Otomatisasi demikian membuat orang patuh. Kalau tidak diwaspadai, sistem atau liturgi kayak ini menjadi mesin-mesin impersonal yang secara tidak kasat mata mengatur dinamika kesadaran dan tubuh orang-orang di dalamnya. Sangat memprihatinkan, bagi saya. Pada taraf ini, saya menganalogikan Gereja seperti mesin kepatuhan ala Nazi Hitler. Semua digerakkan dalam satu komando dan dibuat otomatis. Bahkan, dalam ruang-ruang tertentu, kita tidak boleh bersuara lain. Kalau pun bersuara lain, hendaknya di luar sistem atau kalau apes ya diekskomunikasi (tidak sejalan dengan Gereja yang berkomunikasi) . Belum dengan model-model penyeragaman (liturgi dsb). Semua ada sistem kontrolnya (tanpa kita sadari) dan uniknya Gereja memakai bahasa-bahasa religius yang membuai dan meninabobokkan kesadaran kritis orang. Bagi saya, liturgi Gereja telah mengkhianati dirinya sendiri.
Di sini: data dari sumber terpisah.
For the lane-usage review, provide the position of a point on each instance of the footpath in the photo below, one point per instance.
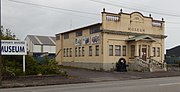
(81, 76)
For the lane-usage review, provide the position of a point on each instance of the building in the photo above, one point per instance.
(173, 55)
(38, 46)
(121, 39)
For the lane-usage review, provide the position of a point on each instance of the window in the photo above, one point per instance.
(83, 51)
(66, 35)
(97, 50)
(110, 50)
(76, 52)
(94, 30)
(158, 52)
(79, 33)
(132, 50)
(117, 50)
(57, 36)
(124, 50)
(70, 52)
(67, 52)
(64, 52)
(154, 51)
(79, 51)
(139, 50)
(90, 50)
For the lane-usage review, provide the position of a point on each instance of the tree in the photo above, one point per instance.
(5, 34)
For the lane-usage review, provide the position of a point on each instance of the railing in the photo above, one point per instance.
(142, 63)
(156, 64)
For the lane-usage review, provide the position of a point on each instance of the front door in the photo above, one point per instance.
(144, 53)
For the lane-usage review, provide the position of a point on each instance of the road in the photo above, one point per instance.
(167, 84)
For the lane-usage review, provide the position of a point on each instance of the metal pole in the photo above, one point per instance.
(1, 66)
(24, 64)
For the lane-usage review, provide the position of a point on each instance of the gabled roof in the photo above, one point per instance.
(42, 40)
(141, 37)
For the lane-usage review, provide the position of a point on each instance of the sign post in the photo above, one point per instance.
(14, 47)
(24, 64)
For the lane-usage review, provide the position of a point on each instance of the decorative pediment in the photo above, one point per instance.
(141, 37)
(137, 17)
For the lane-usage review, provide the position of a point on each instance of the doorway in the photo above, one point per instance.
(144, 54)
(121, 65)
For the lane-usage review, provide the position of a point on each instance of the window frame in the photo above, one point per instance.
(110, 50)
(118, 50)
(97, 50)
(90, 50)
(124, 50)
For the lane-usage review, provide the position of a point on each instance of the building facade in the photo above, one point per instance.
(129, 39)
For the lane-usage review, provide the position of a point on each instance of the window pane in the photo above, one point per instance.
(154, 51)
(79, 51)
(64, 52)
(76, 51)
(66, 35)
(67, 52)
(82, 51)
(90, 50)
(79, 33)
(158, 52)
(110, 50)
(117, 50)
(132, 50)
(97, 50)
(124, 50)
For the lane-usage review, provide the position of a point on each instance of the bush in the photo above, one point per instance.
(14, 67)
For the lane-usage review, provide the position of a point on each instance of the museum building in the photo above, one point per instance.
(120, 40)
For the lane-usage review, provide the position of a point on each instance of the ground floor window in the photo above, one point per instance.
(79, 51)
(139, 50)
(97, 50)
(90, 50)
(124, 51)
(158, 52)
(76, 52)
(70, 52)
(64, 52)
(110, 50)
(132, 50)
(82, 51)
(154, 51)
(117, 50)
(67, 52)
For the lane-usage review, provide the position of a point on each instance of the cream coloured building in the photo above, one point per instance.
(121, 39)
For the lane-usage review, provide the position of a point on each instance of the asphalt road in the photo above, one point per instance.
(167, 84)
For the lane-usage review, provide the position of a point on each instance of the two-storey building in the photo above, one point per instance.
(121, 39)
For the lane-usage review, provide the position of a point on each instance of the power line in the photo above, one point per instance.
(160, 13)
(75, 11)
(150, 8)
(57, 8)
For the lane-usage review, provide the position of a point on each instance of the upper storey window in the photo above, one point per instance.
(79, 33)
(66, 35)
(94, 30)
(57, 36)
(156, 24)
(112, 18)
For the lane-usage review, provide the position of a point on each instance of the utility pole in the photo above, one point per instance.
(1, 66)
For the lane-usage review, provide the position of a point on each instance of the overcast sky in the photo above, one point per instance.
(27, 19)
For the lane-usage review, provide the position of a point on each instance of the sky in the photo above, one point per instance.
(49, 17)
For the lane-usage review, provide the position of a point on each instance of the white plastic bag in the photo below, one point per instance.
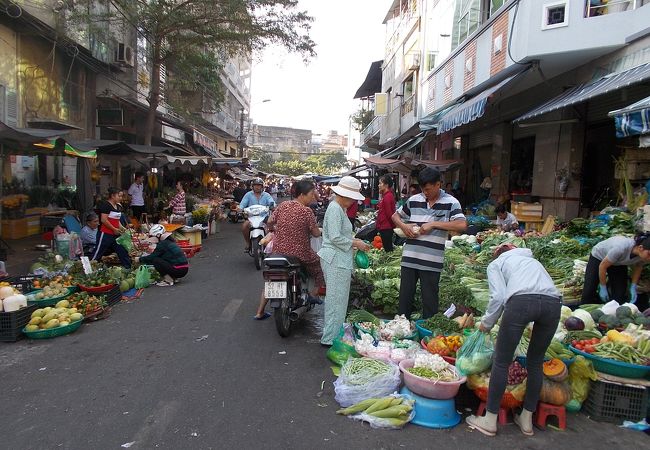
(350, 392)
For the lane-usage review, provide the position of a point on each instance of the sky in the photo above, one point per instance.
(349, 36)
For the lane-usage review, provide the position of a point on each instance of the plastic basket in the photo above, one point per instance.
(48, 301)
(612, 367)
(54, 332)
(613, 402)
(12, 323)
(97, 289)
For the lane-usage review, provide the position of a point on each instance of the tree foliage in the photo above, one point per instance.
(180, 31)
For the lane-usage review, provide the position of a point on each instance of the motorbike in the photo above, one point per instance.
(286, 289)
(257, 215)
(233, 213)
Liturgi yang diulang-ulang ini bagi saya menjadi mesin kepatuhan otomatis. Orang menjadi mudah patuh dan diatur, entah diatur oleh mesin buatannya sendiri atau orang-orang yang memunyai otoritas atas mesin itu [hierarki]. Sampai tubuh pun dibuat patuh (jengkeng, berlutut, berdiri, dsb). Kenapa tidak kita ubah? Apa inti dari liturgi itu sendiri? Ekaristi sebagai perayaan inti harus dipegang. Yang lain diubah yang lebih manusiawi dan partisipatif. Liturgi yang mendukung orang-orang untuk saling kenal, saling berbagi pengalaman, saling menjumpai, dan akhirnya dipuncakkan dalam perayaan perjamuan makan Ekaristi. Ekaristi dijadikan sebagai ruang di mana orang-orang benar-benar bisa bersyukur atas hidupnya, perjumpaan dengan saudara-saudaranya, dan sebagainya. Bukan sebaliknya, misa menjadi ruang orang-orang tidak dikenal, hanya menonton, mendengar, makan, dan pulang tanpa makna. Emang, kelihatan susah banget mengadakan perubahan dan kreativitas dalam liturgi Gereja. Harus izin ke otoritas di atasnya (romo paroki-uskup- Vatikan). Uihhh, ini jelas-jelas menyiratkan gaya-gaya komando ala fasis dalam Gereja Katolik. Lebih parah lagi, orang senang menikmati mesin religius ini. Bahkan, berlomba-lomba menghias mesin-mesin ini dengan bunga-bunga indah, dan lupa akan yang inti. Yesus yang disampaikan dalam liturgi adalah Yesusnya orang-orang Romawi, bukan Yesus yang hadir di Indonesia (minimal Asia). Waduh, tanpa sadar, aku ikuti gaya dan sistem bangsa lain neh....Dan inkulturasi pun berjalan dengan setengah hati.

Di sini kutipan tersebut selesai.